Microsoft itself estimates that mobile gaming makes up 51% of the games market, at $85 billion, while other analysts will rate it at significantly higher than that. This figure is driven by widespread smartphone adoption in developing countries, as well as multi-billion-dollar success stories like Pokemon Go or TiMi Studio Group’s Honor of Kings.

One of Microsoft’s big marketing phrases in the last couple of years has been “play anywhere,” as embodied by initiatives such as Xbox Cloud Gaming. The company’s ninth-generation gaming strategy has been less about traditional strategies like console exclusivity and, as Nintendo did with the Wii in the 2000s, doing more to reach out to an audience that wouldn’t typically buy a console.

Against that backdrop, it’d be more surprising if there wasn’t some kind of Xbox mobile plan in the works. Going all in on a competitive app store, however, is a bigger move than expected, and paints the Activision Blizzard acquisition in a distinctly different light.

It was already a big deal when it “just” looked like Microsoft would own the single biggest action franchise in the games industry, but now, it also seems to be planning to disrupt mobile gaming.

Footnotes:

1: On some level, that argument by Microsoft makes sense, in that there are never exactly a shortage of pseudo-realistic, military-themed shooters on the market. That said, CoD’s market dominance didn’t just happen because of institutional momentum; many of the games are genuinely popular and influential. It’s like if Disney were to argue that Star Wars just isn’t a big deal because other space operas exist.
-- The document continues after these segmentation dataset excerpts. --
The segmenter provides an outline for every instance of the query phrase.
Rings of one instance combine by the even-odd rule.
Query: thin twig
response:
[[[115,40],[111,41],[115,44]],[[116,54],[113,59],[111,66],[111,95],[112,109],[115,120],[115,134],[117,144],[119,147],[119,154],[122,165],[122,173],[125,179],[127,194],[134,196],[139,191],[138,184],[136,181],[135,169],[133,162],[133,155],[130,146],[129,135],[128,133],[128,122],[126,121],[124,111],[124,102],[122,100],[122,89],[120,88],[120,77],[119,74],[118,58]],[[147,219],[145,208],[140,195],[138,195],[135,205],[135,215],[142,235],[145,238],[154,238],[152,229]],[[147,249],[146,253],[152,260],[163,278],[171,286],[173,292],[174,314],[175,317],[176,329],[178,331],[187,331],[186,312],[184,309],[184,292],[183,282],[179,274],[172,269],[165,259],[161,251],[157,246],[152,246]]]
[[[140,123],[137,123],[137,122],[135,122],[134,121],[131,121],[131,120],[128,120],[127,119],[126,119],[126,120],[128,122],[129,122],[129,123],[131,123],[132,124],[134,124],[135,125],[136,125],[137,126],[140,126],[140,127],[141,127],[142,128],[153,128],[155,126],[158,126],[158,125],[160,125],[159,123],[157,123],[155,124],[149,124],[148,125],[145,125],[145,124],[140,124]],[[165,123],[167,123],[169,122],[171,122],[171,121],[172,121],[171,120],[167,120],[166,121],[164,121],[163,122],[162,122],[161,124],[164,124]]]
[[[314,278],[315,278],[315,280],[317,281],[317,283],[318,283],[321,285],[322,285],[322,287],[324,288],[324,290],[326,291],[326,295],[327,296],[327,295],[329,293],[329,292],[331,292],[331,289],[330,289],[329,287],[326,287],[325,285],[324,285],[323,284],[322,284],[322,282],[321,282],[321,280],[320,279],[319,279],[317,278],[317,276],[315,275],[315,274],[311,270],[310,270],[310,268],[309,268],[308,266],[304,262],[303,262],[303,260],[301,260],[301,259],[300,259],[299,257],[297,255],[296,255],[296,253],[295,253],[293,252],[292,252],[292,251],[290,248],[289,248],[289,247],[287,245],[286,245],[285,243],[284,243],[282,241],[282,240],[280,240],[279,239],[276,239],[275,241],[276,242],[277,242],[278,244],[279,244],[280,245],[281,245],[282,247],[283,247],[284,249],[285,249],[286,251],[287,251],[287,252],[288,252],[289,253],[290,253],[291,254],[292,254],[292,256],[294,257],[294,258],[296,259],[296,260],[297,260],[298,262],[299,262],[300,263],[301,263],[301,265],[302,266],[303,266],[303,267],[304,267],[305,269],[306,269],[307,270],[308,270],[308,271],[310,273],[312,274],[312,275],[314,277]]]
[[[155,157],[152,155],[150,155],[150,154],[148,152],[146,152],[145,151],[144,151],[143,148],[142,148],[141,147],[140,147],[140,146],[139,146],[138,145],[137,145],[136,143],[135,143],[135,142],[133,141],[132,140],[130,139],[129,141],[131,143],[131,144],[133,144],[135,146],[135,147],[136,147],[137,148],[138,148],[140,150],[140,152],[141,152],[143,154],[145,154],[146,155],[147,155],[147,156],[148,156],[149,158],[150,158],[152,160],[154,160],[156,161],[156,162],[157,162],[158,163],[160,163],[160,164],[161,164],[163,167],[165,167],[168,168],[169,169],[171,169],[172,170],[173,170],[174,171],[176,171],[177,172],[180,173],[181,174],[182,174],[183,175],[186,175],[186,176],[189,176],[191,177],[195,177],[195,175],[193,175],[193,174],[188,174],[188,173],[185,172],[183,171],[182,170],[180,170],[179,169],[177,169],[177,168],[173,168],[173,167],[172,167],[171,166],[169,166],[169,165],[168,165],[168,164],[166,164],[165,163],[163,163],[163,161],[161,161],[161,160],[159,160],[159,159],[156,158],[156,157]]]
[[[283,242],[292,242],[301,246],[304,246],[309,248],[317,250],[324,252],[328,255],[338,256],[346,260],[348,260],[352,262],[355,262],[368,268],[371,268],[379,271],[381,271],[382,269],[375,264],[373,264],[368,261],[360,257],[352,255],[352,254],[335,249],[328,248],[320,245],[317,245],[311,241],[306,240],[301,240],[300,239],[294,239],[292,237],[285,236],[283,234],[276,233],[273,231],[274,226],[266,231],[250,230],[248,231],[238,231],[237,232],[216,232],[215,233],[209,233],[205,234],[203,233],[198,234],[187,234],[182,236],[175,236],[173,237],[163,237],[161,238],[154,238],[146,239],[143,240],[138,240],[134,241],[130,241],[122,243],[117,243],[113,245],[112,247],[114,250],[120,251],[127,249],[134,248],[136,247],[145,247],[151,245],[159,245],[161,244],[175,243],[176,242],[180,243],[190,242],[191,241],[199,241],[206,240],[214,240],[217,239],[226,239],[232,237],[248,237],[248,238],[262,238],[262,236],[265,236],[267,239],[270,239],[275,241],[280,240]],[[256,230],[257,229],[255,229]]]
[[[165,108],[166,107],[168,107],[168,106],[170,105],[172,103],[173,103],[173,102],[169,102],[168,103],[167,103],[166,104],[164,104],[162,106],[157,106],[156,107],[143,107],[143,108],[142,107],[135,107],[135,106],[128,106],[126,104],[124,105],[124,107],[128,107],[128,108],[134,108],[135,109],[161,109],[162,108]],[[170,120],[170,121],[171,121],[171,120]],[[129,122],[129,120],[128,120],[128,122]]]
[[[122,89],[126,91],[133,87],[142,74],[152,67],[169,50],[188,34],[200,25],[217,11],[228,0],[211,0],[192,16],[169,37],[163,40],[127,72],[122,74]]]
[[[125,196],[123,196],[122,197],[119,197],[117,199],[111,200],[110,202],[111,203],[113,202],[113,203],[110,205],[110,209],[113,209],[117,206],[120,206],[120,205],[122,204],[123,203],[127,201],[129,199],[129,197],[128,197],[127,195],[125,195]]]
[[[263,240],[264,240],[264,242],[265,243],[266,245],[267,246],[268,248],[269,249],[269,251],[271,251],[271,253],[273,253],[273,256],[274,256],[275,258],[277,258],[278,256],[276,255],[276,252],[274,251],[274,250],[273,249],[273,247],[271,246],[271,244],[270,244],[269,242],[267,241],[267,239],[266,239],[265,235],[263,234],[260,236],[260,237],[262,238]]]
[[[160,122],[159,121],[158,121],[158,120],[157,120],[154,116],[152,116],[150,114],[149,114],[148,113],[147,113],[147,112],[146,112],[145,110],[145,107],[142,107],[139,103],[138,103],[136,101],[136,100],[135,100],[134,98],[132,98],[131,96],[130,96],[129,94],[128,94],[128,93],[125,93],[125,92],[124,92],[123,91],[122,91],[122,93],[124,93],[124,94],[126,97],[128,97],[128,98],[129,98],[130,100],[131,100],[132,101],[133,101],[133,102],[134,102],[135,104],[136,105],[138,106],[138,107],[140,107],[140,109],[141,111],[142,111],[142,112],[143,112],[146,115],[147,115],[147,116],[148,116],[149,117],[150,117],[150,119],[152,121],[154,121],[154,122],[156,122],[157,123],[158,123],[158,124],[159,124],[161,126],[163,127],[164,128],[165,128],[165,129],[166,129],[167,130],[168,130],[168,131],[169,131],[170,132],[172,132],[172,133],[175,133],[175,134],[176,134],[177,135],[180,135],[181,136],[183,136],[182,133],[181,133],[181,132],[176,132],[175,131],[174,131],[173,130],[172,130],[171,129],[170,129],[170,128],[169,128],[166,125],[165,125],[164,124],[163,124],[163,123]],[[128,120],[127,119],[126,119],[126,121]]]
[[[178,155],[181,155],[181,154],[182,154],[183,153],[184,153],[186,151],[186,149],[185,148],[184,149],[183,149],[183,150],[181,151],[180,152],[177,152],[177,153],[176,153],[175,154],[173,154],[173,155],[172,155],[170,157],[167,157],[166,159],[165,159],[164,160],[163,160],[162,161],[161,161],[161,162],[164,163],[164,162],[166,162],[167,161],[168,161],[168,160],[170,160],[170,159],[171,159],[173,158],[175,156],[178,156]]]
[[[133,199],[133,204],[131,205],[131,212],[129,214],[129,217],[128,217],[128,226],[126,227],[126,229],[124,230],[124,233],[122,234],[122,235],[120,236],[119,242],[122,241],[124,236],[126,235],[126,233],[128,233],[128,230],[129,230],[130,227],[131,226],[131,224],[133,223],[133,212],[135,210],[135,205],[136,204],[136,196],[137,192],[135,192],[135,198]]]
2: There’s a lot of ink that you could spill over that mismatch–mobile’s relative lack of press coverage vs. its actual market share–but the easiest explanation is that much of mobile is devoted to what’s typically called “casual” play. It’s a few hundred million people playing puzzle games on their phone while they’re waiting for their bus, many of whom will never spend a dime on it. It doesn’t inspire the kind of die-hard hobbyist market that justifies a dedicated press environment.